Neighborhood Welcomes Home Murphy
Sometimes, it takes a village to find a cat.
In the case of a cowcat named Murphy, it took the west end of Oneonta, New York to help Murphy find his way back home:
By Jake Palmateer
ONEONTA _ "Murphy's Home!"
The sign on Pam O'Connor and Mark Voorhees' Chestnut Street yard on Sunday said it all.
O'Connor's 10-year-old cat, Murphy, went missing two weeks ago and had nearly been given up for lost. But on Saturday, Murphy was reunited with his owner.
The grey-and-white cat with one yellow eye and one blue eye ran out the front door June 12, O'Connor said.

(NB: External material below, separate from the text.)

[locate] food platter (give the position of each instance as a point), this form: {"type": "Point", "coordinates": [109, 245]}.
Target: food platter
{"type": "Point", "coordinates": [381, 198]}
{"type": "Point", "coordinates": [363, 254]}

It was unusual for the neutered Murphy, who she said is strictly an inside cat, to get outside.
Murphy has been O'Connor's pet since he was a kitten.
"I bottle-fed him. He was an orphan," O'Connor said.
O'Connor printed flyers, and she and Voorhees delivered them to houses across the neighborhood.
"It was a lot of walking," Voorhees said.
Businesses assisted by allowing flyers to be placed in windows, she said.
But as time went on and there were no sightings of the cat, Murphy's owner began to fear the worst, especially since the couple lives on a busy street.
But a Murphy sighting on Thursday near Napa Auto Parts by a neighborhood boy named Robert renewed hope, O'Connor said.
"A garbage man corroborated the story," she added.
And on Saturday, a girl named Katie who also lives in the neighborhood spotted the cat near the Marketplace on Chestnut antique store, O'Connor said. Murphy's home was roughly in the middle of the one-mile stretch of Chestnut Street between Napa and the antique store.
Although the girl had tried to entice the cat into a cat carrier with food and even held the cat briefly, Murphy escaped, O'Connor said. O'Connor said she found Murphy hiding under a nearby porch after the girl called her.
A reward of $500 was offered, and O'Connor said she would split it between the two kids. O'Connor said she didn't know their last names.
Voorhees said he thought Murphy may have been hiding out in a swampy area below Chestnut Street during his time on the lam.
The cat appeared Sunday to be in good condition.
"He's lost a little weight," O'Connor said. "He's happy to be home."
As O'Connor and Murphy took down "lost cat" signs over the weekend, passers-by inquired about the kitty and congratulated O'Connor for Murphy's safe return.
"The neighborhood is spectacular," O'Connor said.
O'Connor said she is grateful for Murphy's return.
"It was a tense couple of weeks," O'Connor said.
O'Connor said the occasion was special because Sunday was her 60th birthday.
Remember, one of the most valuable tools in your pet recovery arsenal is the good will, eyes and ears of your neighbors. In an age where many neighbors no longer know--or even have met--each other, it's good to cultivate relationships with those on your street so that if your cat ever goes missing, you'll have 20 families--not just one--looking for Fluffy, and hoping and praying for her safe return.